The Creator God can let physical matter follow its own laws for eons, then can love and sustain the creature that has arisen in one or another place at one or another time. I believe this because here and now there is in fact a planet where consciousness has arisen, and God is in fact present among us not merely as creator (the one who set the laws of the universe) but as sustainer (the one who sustains us in being like unto Him).

Again, that I say he is present as sustainer shouldn't be taken to mean that I think everything in the universe is a direct expression of his pre-determining will. The three positions I do not subscribe to are atheism (obviously), radical deism (the God who creates then departs), and occasionalism (the God who is willing every physical event as it happens). My sense of God as creator and sustainer combines deist with orthodox thinking. Do I believe in miracles? Yes. Do I believe in natural selection? Yes. Are they the same thing? Well, except to the degree that Being itself is a miracle: No. Miracles and natural selection are two different things, but they needn't cancel each other out.

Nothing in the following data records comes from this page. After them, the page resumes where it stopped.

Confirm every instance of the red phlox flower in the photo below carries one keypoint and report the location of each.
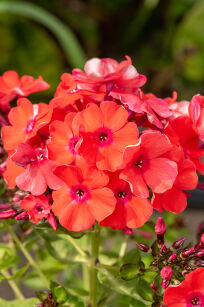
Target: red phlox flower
(189, 293)
(107, 75)
(84, 197)
(69, 95)
(182, 134)
(25, 119)
(130, 211)
(37, 208)
(175, 199)
(196, 111)
(38, 170)
(61, 147)
(145, 165)
(105, 134)
(12, 86)
(153, 108)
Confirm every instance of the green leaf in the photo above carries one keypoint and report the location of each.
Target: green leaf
(31, 302)
(66, 38)
(20, 272)
(188, 44)
(129, 271)
(144, 290)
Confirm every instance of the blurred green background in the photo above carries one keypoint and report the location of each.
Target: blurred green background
(165, 39)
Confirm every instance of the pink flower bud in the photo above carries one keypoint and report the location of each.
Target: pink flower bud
(127, 231)
(160, 227)
(173, 257)
(166, 273)
(153, 287)
(52, 220)
(177, 244)
(187, 252)
(200, 253)
(5, 206)
(199, 263)
(202, 239)
(16, 198)
(200, 186)
(165, 283)
(22, 216)
(163, 248)
(7, 214)
(143, 247)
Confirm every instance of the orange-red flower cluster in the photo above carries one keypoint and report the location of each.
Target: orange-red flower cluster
(107, 151)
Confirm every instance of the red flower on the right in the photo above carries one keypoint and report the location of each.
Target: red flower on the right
(189, 293)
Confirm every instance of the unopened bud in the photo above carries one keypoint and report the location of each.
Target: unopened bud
(5, 206)
(143, 247)
(202, 239)
(153, 287)
(179, 243)
(52, 220)
(199, 263)
(16, 198)
(160, 227)
(200, 186)
(166, 273)
(163, 249)
(7, 214)
(127, 231)
(187, 252)
(22, 216)
(199, 253)
(173, 257)
(165, 283)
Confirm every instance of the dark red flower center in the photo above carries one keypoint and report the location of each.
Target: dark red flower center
(195, 301)
(72, 143)
(79, 193)
(139, 163)
(104, 136)
(30, 126)
(122, 194)
(39, 208)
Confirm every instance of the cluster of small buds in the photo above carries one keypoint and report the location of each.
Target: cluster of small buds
(48, 300)
(176, 261)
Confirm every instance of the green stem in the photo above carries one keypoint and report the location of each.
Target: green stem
(13, 285)
(93, 271)
(27, 254)
(75, 245)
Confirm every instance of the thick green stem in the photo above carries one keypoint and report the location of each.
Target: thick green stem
(95, 241)
(27, 254)
(13, 285)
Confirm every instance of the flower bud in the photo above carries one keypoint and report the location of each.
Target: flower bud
(200, 253)
(22, 216)
(153, 287)
(5, 206)
(160, 227)
(187, 252)
(202, 239)
(143, 247)
(173, 257)
(177, 244)
(163, 249)
(52, 220)
(7, 214)
(166, 273)
(199, 263)
(165, 283)
(127, 231)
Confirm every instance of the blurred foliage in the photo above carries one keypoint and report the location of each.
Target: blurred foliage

Have I been clear here in these various points? If clear, am I persuasive? Comprehending how this universe is both theologically and scientifically feasible, getting beyond the false dichotomy of randomness vs. divine intervention, is a matter of slightly widening and deepening the perspective. But the upshot of this combinatory view of reality is that I've come to accept certain basic givens: 1) There is and has always been a consciousness behind the physical universe. 2) There is here and now a consciousness in the physical universe. 3) The consciousness behind the physical universe has instilled in us a sense of its presence and communicated something of Itself to us. 4) We have thus been given, first, the gift of being and, second, the gift of sensing the Being in which we are grounded. 5) We have also been given the gift of a saving grace through God's Son, the Christ. 6) Redemption is now in process.

With the rise of the creature of consciousness, then, God's plan, gaining a foothold in this time and place, began to work its way forward in a more interventionist mode, in contrast to previously, the few billion years during which the earth was host to only a naturalist mode of evolution.

I do not see any conflict with evolutionary theory except vis-a-vis those evolutionists who subscribe to scientism, whose enthusiasm for their method has led them to insist that said method renders our experience of the divine obsolete. Neither am I convinced by any tendentious waving of Occam's razor, because I do not believe positivist science is our only, or even our most important, mode of knowing.